Renames the operation to iree_gpu.value_barrier for clarity.
diff --git a/compiler/src/iree/compiler/Codegen/Common/test/iree_comprehensive_bufferize.mlir b/compiler/src/iree/compiler/Codegen/Common/test/iree_comprehensive_bufferize.mlir
index b6dde8f..911a44d 100644
--- a/compiler/src/iree/compiler/Codegen/Common/test/iree_comprehensive_bufferize.mlir
+++ b/compiler/src/iree/compiler/Codegen/Common/test/iree_comprehensive_bufferize.mlir
@@ -2580,7 +2580,7 @@
%c0 = arith.constant 0 : index
%alloc = bufferization.alloc_tensor() : tensor<2xf32>
%tmp = vector.transfer_write %cst, %alloc[%c0] {in_bounds = [true]} : vector<2xf32>, tensor<2xf32>
- %barrier = iree_gpu.tensor_barrier %tmp : tensor<2xf32>
+ %barrier = iree_gpu.value_barrier %tmp : tensor<2xf32>
%res = vector.transfer_read %barrier[%c0], %cst0 {in_bounds = [true]} : tensor<2xf32>, vector<2xf32>
return %res : vector<2xf32>
}
@@ -2601,7 +2601,7 @@
%alloc = bufferization.alloc_tensor() : tensor<2xf32>
%loop = scf.for %arg0 = %c0 to %c10 step %c1 iter_args(%init = %alloc) -> tensor<2xf32> {
%tmp = vector.transfer_write %cst, %init[%c0] {in_bounds = [true]} : vector<2xf32>, tensor<2xf32>
- %barrier = iree_gpu.tensor_barrier %tmp : tensor<2xf32>
+ %barrier = iree_gpu.value_barrier %tmp : tensor<2xf32>
scf.yield %barrier : tensor<2xf32>
}
%res = vector.transfer_read %loop[%c0], %cst0 {in_bounds = [true]} : tensor<2xf32>, vector<2xf32>
@@ -2614,3 +2614,23 @@
// CHECK-NEXT: gpu.barrier
// CHECK-NEXT: }
// CHECK: vector.transfer_read %[[ALLOC]]
+
+// -----
+
+func.func @vector_barrier() -> vector<2xf32> {
+ %cst = arith.constant dense<0.0> : vector<2xf32>
+ %cst0 = arith.constant 0.0 : f32
+ %c0 = arith.constant 0 : index
+ %alloc = bufferization.alloc_tensor() : tensor<2xf32>
+ %tmp = vector.transfer_write %cst, %alloc[%c0] {in_bounds = [true]} : vector<2xf32>, tensor<2xf32>
+ %read = vector.transfer_read %tmp[%c0], %cst0 {in_bounds = [true]} : tensor<2xf32>, vector<2xf32>
+ %barrier = iree_gpu.value_barrier %read : vector<2xf32>
+ return %barrier : vector<2xf32>
+}
+
+// Verify that the dual-modes of `value_barrier` are adhered to.

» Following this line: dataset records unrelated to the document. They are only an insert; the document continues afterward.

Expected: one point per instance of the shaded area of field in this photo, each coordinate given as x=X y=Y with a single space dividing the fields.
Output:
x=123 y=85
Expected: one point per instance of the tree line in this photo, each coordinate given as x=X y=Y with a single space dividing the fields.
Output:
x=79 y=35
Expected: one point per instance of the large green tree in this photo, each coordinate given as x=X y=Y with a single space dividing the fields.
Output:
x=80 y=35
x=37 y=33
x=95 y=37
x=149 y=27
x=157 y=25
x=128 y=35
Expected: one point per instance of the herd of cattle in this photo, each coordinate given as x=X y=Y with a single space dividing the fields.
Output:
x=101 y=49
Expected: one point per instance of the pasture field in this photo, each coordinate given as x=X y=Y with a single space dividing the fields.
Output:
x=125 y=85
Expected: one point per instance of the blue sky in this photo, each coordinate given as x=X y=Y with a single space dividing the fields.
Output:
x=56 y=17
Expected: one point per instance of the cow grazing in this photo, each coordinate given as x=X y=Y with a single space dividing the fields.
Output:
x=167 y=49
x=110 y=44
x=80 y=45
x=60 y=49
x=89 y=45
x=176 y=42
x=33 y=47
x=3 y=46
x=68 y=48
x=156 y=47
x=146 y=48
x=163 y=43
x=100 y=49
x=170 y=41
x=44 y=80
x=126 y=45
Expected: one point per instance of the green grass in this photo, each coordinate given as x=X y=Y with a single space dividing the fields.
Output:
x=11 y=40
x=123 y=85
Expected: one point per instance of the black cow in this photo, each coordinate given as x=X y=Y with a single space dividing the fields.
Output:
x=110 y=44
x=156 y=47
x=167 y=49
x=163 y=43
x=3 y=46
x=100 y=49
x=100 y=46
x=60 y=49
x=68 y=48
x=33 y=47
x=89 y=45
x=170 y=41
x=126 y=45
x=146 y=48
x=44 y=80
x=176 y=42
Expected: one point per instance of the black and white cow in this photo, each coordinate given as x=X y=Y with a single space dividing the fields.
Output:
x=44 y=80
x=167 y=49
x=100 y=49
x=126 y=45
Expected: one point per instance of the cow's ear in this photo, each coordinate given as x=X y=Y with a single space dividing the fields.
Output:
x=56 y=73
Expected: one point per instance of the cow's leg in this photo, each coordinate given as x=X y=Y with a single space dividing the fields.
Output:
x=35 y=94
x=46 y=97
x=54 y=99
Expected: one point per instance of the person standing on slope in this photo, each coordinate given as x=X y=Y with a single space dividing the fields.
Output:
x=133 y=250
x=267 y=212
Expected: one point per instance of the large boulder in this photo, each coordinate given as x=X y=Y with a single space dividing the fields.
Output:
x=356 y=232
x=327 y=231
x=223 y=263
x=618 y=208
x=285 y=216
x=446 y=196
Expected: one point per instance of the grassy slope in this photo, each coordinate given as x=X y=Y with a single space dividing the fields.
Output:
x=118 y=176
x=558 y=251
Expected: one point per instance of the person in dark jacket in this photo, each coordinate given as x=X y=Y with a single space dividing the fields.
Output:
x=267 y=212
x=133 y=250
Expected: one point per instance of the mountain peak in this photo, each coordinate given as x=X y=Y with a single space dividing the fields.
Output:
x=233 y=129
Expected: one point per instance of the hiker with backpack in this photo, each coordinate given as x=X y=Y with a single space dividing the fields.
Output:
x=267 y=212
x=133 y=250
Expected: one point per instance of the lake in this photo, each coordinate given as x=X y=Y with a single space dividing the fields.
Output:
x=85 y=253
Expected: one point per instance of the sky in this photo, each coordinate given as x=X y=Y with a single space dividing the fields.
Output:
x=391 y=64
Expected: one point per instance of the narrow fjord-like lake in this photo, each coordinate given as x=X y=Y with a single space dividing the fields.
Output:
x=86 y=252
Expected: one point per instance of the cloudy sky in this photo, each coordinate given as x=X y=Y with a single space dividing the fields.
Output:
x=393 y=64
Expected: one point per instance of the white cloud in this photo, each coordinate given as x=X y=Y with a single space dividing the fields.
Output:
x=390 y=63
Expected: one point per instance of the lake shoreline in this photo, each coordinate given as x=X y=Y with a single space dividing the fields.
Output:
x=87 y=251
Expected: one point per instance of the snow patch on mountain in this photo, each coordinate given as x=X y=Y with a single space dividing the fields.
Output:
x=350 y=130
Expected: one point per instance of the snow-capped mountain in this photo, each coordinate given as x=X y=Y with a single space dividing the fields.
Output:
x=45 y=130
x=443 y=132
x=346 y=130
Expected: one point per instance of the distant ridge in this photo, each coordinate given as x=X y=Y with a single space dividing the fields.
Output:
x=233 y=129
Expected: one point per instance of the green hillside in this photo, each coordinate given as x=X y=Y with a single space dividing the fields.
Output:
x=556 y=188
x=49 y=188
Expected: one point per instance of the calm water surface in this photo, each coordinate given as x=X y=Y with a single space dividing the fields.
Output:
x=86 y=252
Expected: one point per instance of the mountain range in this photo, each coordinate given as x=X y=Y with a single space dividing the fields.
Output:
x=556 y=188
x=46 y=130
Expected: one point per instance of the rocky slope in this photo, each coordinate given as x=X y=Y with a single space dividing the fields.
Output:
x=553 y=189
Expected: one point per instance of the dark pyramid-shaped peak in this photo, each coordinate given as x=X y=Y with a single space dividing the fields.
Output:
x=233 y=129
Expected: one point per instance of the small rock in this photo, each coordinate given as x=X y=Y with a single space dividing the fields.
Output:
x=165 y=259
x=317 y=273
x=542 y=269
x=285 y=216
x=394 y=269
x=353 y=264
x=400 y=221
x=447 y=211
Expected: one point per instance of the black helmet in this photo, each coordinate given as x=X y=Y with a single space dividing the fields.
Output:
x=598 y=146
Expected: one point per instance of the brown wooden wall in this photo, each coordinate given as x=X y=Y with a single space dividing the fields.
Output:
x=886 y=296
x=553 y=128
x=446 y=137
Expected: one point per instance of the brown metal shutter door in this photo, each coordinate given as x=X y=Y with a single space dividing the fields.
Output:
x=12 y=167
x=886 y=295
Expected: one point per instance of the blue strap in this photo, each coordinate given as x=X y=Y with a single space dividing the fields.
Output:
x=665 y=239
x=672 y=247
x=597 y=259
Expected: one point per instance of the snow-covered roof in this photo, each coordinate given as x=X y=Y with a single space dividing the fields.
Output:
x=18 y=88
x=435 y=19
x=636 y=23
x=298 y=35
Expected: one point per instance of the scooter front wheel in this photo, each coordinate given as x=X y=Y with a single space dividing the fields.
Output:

+// CHECK-LABEL: func @vector_barrier()
+// CHECK: %[[ALLOC:.+]] = memref.alloc() : memref<2xf32>
+// CHECK: vector.transfer_write %{{.*}}, %[[ALLOC]]
+// CHECK-NEXT: %[[RD:.+]] = vector.transfer_read %[[ALLOC]]
+// CHECK-NEXT: iree_gpu.value_barrier %[[RD]]
diff --git a/compiler/src/iree/compiler/Codegen/Dialect/GPU/IR/IREEGPUOps.cpp b/compiler/src/iree/compiler/Codegen/Dialect/GPU/IR/IREEGPUOps.cpp
index 3950ccc..2e106e1 100644
--- a/compiler/src/iree/compiler/Codegen/Dialect/GPU/IR/IREEGPUOps.cpp
+++ b/compiler/src/iree/compiler/Codegen/Dialect/GPU/IR/IREEGPUOps.cpp
@@ -237,12 +237,4 @@
return success();
}
-//===----------------------------------------------------------------------===//
-// TensorBarrierOp
-//===----------------------------------------------------------------------===//
-
-MutableOperandRange TensorBarrierOp::getDpsInitsMutable() {
- return getInputMutable();
-}
-
} // namespace mlir::iree_compiler::IREE::GPU
diff --git a/compiler/src/iree/compiler/Codegen/Dialect/GPU/IR/IREEGPUOps.td b/compiler/src/iree/compiler/Codegen/Dialect/GPU/IR/IREEGPUOps.td
index 4c360a7..6b18e5c 100644
--- a/compiler/src/iree/compiler/Codegen/Dialect/GPU/IR/IREEGPUOps.td
+++ b/compiler/src/iree/compiler/Codegen/Dialect/GPU/IR/IREEGPUOps.td
@@ -352,36 +352,39 @@
}
//===----------------------------------------------------------------------===//
-// TensorBarrierOp
+// ValueBarrierOp
//===----------------------------------------------------------------------===//
-def IREEGPU_TensorBarrierOp : Op<IREEGPU_Dialect, "tensor_barrier", [
+def IREEGPU_ValueBarrierOp : Op<IREEGPU_Dialect, "value_barrier", [
Pure,
- DeclareOpInterfaceMethods<DestinationStyleOpInterface>,
AllTypesMatch<["input", "result"]>,
]> {
let summary = "Shuffles a private tensor across a shared allocation";
let description = [{
- This operation acts as a barrier on a tensor value. It takes a single
- tensor operand and produces an equivalent tensor. This does not have copy
- and/or data movement semantics and simply represents a barrier on all writes
- to the input tensor.
+ This operation acts as a barrier on a value semantic SSA value (tensor or
+ vector). It takes a single operand and produces a value equivalent to the
+ input. This does not have copy and/or data movement semantics and simply
+ represents a barrier on all writes in the tensor case, and a barrier until
+ all threads acquire the input vector in the vector case.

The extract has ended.